Les directions santé/sécurité des groupes que nous accompagnons sont devenues des interlocuteurs de premier plan des directions générales. Et l’OPPBTP a renforcé ses relations avec l’Etat et les organisations patronales. Cela a conféré une forte visibilité à nos métiers santé/sécurité.
Un point important : nos systèmes ont fait preuve de résilience. Si on n’a pas anticipé comme nous aurions pu, voyant la crise arriver depuis la Chine puis l’Italie, nos systèmes ont su se mettre en situation opérationnelle pour apporter rapidement des éléments de réponse. Par exemple nous avons réussi en 10 jours à travailler un accord paritaire avec l’Etat pour la parution du guide de préconisations sanitaires, ce qui est un délai très court.
Concernant les plans d’actions, les préventeurs ont su se saisir de l’outil digital pour porter et faire passer les messages de prévention, chacun au bon niveau.
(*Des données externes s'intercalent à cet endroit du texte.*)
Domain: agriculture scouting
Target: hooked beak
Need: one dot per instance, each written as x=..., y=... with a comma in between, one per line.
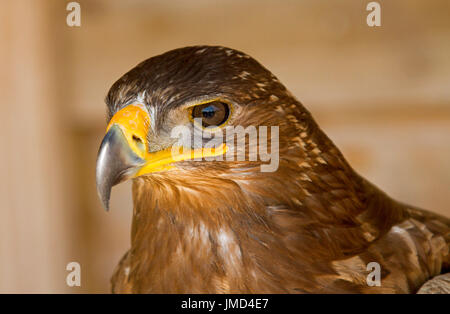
x=124, y=153
x=116, y=162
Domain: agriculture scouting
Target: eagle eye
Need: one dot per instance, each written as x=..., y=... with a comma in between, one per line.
x=214, y=113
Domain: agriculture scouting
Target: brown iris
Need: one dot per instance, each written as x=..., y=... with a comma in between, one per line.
x=213, y=113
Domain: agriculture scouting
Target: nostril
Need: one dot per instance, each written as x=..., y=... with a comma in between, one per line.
x=139, y=142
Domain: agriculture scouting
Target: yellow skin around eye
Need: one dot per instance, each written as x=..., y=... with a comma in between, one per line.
x=134, y=123
x=191, y=108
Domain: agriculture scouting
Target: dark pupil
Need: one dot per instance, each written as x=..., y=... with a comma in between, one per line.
x=212, y=114
x=209, y=111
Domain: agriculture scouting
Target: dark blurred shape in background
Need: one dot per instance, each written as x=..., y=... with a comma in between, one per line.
x=382, y=94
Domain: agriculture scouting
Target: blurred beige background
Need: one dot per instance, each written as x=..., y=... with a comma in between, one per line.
x=382, y=94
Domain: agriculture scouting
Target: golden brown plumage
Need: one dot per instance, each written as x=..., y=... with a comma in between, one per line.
x=312, y=226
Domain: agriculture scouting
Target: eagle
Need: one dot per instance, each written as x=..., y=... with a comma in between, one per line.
x=206, y=221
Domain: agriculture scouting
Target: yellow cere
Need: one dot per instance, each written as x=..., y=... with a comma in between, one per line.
x=134, y=123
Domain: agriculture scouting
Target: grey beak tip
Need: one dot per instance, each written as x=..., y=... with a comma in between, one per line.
x=115, y=163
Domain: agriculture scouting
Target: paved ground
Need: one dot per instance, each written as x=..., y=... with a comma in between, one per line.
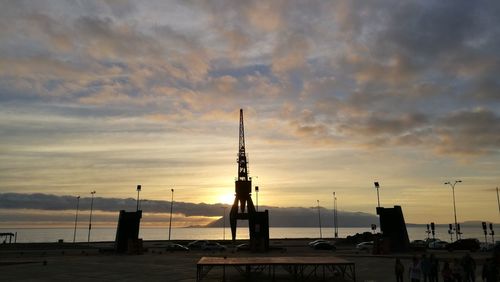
x=66, y=264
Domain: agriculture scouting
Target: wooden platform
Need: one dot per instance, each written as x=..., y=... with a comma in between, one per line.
x=301, y=268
Concernant le plan d’actions global, je regrette que l’Etat n’ait pas souhaité mettre en avant le document unique. Il nous semblait au contraire que c’était l’endroit où regrouper l’ensemble des informations sur la prévention des risques, y compris ceux liés à la Covid-19.
Enfin, la crise de la covid-19 a été un moment d’irruption massive et brutale d’une question de santé publique dans la santé au travail. On a l’habitude en France, d’un point de vue juridique, d’une séparation assez nette entre les deux. Une interrogation nous est posée : comment mieux faire le lien entre santé personnelle et santé au travail ?
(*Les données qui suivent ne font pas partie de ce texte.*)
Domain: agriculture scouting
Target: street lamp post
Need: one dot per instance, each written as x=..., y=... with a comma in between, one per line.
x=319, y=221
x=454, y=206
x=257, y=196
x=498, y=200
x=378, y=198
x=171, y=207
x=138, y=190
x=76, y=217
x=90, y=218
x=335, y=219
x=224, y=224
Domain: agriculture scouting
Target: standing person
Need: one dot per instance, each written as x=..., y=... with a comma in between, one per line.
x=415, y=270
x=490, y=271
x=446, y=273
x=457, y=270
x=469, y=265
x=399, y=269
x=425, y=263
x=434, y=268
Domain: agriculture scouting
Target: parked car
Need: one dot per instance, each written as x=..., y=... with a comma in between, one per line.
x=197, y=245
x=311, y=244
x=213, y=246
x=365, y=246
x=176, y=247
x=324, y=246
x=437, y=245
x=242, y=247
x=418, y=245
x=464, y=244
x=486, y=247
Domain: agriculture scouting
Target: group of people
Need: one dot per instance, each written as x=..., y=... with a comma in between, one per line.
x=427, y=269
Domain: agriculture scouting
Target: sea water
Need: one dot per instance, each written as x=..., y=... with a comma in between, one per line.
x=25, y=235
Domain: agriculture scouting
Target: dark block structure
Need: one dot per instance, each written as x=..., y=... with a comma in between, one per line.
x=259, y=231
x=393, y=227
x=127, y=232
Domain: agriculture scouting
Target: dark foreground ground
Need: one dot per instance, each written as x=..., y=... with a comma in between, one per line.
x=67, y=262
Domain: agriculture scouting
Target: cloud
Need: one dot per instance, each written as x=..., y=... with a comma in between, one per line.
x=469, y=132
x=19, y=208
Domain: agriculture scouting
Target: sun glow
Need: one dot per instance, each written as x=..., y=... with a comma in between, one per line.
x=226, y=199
| Quel a été l’impact de la crise sur le terrain, notamment en termes de conséquences humaines et sociales, de présence managériale ? |
Pendant la crise on a observé une grande solidarité au sein des équipes, avec des contacts téléphoniques réguliers, des cafés à distance… quelque chose de spontané qu’il nous faut garder et encourager, on revient au b.a.-ba du lien social !
Dans la construction, les entreprises ont beaucoup mis en avant l’enjeu du soutien par les clients. Certains maîtres d’ouvrage ont spontanément accompagné les entreprises, voire ont pris des initiatives pour mettre tout le monde en sécurité. D’autres ont refusé toute responsabilité sur la question et ont tout rejeté sur les entreprises.
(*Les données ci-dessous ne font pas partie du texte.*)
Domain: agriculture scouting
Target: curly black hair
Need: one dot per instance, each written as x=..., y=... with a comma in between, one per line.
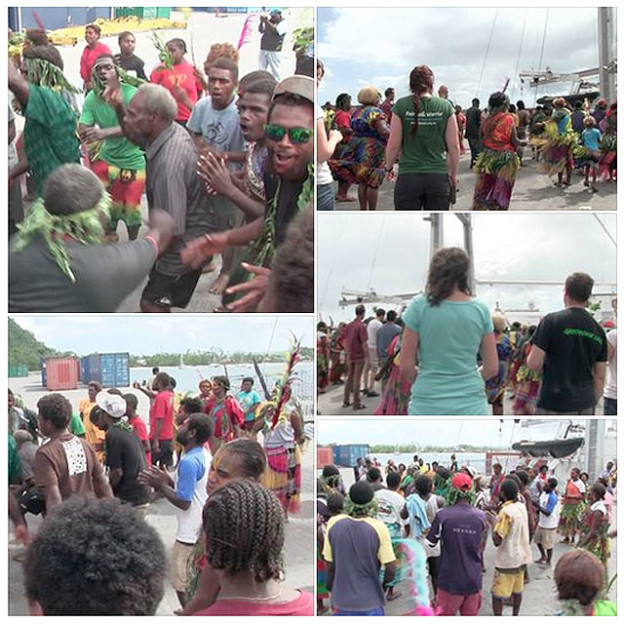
x=253, y=458
x=449, y=268
x=95, y=557
x=244, y=526
x=56, y=409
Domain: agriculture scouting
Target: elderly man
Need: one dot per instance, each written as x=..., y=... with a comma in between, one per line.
x=173, y=186
x=56, y=261
x=289, y=185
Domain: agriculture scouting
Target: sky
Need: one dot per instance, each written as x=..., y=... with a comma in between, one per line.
x=390, y=254
x=381, y=46
x=442, y=431
x=140, y=335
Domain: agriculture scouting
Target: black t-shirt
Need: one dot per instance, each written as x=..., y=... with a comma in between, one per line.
x=131, y=63
x=124, y=450
x=573, y=342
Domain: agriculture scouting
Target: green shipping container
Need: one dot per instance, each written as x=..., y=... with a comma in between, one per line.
x=144, y=12
x=18, y=370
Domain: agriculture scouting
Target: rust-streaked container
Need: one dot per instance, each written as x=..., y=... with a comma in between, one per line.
x=324, y=456
x=60, y=373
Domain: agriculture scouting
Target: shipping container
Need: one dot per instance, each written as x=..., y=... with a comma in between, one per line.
x=60, y=373
x=18, y=370
x=348, y=454
x=324, y=456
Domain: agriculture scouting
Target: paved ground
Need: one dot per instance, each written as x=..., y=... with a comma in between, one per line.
x=330, y=404
x=533, y=191
x=299, y=550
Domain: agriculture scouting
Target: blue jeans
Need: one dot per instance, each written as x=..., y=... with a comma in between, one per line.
x=325, y=197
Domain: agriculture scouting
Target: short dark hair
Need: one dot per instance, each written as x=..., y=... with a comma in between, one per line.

En termes de mesures concrètes, la crise a été l’occasion pour les entreprises de revoir la façon dont elles abordent les questions d’hygiène. Des choses ont changé radicalement sur les chantiers : le lavage des mains, le nettoyage passé de 1 fois par semaine à 2 fois par jour de la base vie – les bungalows avec vestiaires, douches… - où, par culture métier on rentrait les bottes pleines de boue et les vêtements sales. La question est de savoir si ces avancées survivront à la crise.
Enfin, la focalisation sur le risque covid a-t-elle détourné l’attention des autres risques ? La réponse est très différente selon les entreprises : celles déjà structurées en matière de prévention des risques ont su ajouter le risque covid et le surcroît de préparation à la reprise a bénéficié à la gestion de tous les risques. Pour les entreprises peu structurées, souvent plus petites, la focalisation covid a parfois fait perdre de vue les risques traditionnels.
Avec la deuxième vague qui arrive, nous lançons une campagne digitale pour rappeler l’attention de tous dans le BTP sur les gestes barrières, sur le contact tracing… Il nous faudra mener des actions, rappeler la prévention des accidents graves et mortels, soutenir les progrès réalisés pour qu’ils s’ancrent dans la durée.